Stories from the Samford Range

News and stories from the Samford Museum

The Samford Range as it looked back in 1920. No traffic and few accidents! The road in this picture wound its way closer to the top of the mountain than it does today after extensive road-building improvements over the years

The most popular transport link between the northern suburbs and nearby Samford districts is Samford Road across Samford Range.  

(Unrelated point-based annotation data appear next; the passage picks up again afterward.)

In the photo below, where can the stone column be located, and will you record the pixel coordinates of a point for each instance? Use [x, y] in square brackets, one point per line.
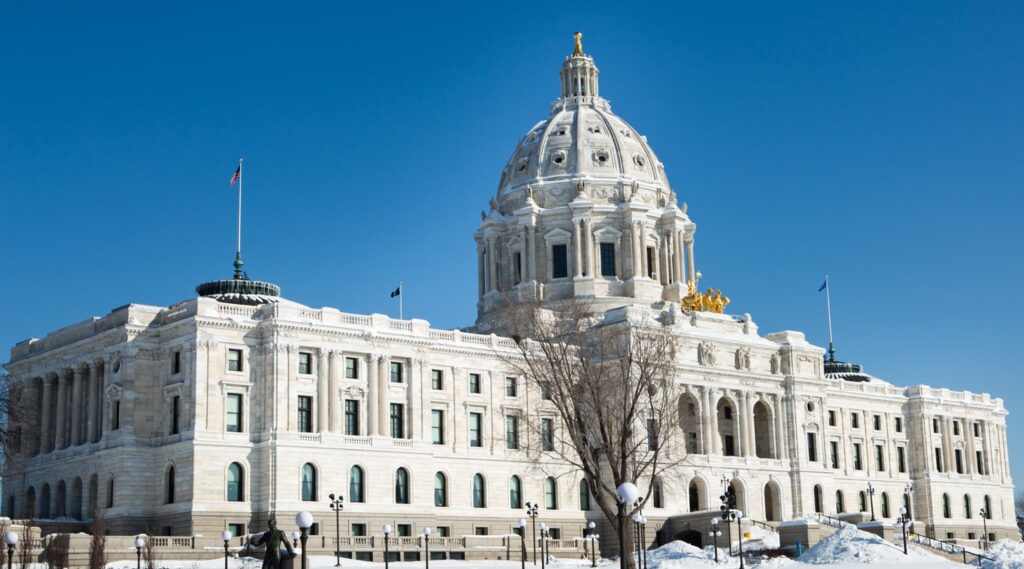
[335, 408]
[372, 395]
[78, 378]
[59, 440]
[322, 396]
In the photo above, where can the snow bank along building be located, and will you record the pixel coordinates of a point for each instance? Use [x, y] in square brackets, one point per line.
[212, 412]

H. H. Payne was the first to cross the range by bullock dray when he and his son H. T. Payne were taking up land at Wights Mountain after 1865.  Traffic consisted of bullock and horse teams hauling logs to Brisbane sawmills and wagon loads of bananas to markets in Brisbane for railing to southern capital cities. Loaded wagons were hauled to a level section of road on the Samford side of today’s Bygott Road (known  then as ‘Paddy’s Pinch’), where they were left overnight. The horses spelled in near-by farmers’ properties ready for a very early start next morning.  Logs were hauled to by bullock teams, then horse teams took the load on to its destination.  Passenger vehicles were carts, sulkies and drays.

Teamsters had signals, that were whip cracks, to warn other teams of their presence coming towards Samford. The outbound team was given sole use of the road to the top of the range.

Dr. Marks is understood to have driven the first car across the range. Mr. Scheldt, who was working on the road, offered to tow the car with his horse and dray should the car not manage to make the steep grade. The offer was not required!

Motor vehicles became more popular as time went on, however numbers were not sufficient, even in the 1940’s and early 1950’s, to prevent local children setting up their cricket wickets (4 gallon kerosene tins) in today’s Main Street, moving them only when a vehicle was heard approaching.

Cattle were driven by drovers on horse back across the range at night to the Samford butcher’s slaughter yards. Major improvements and surface sealing took place in the late 1940’s and 1950’s.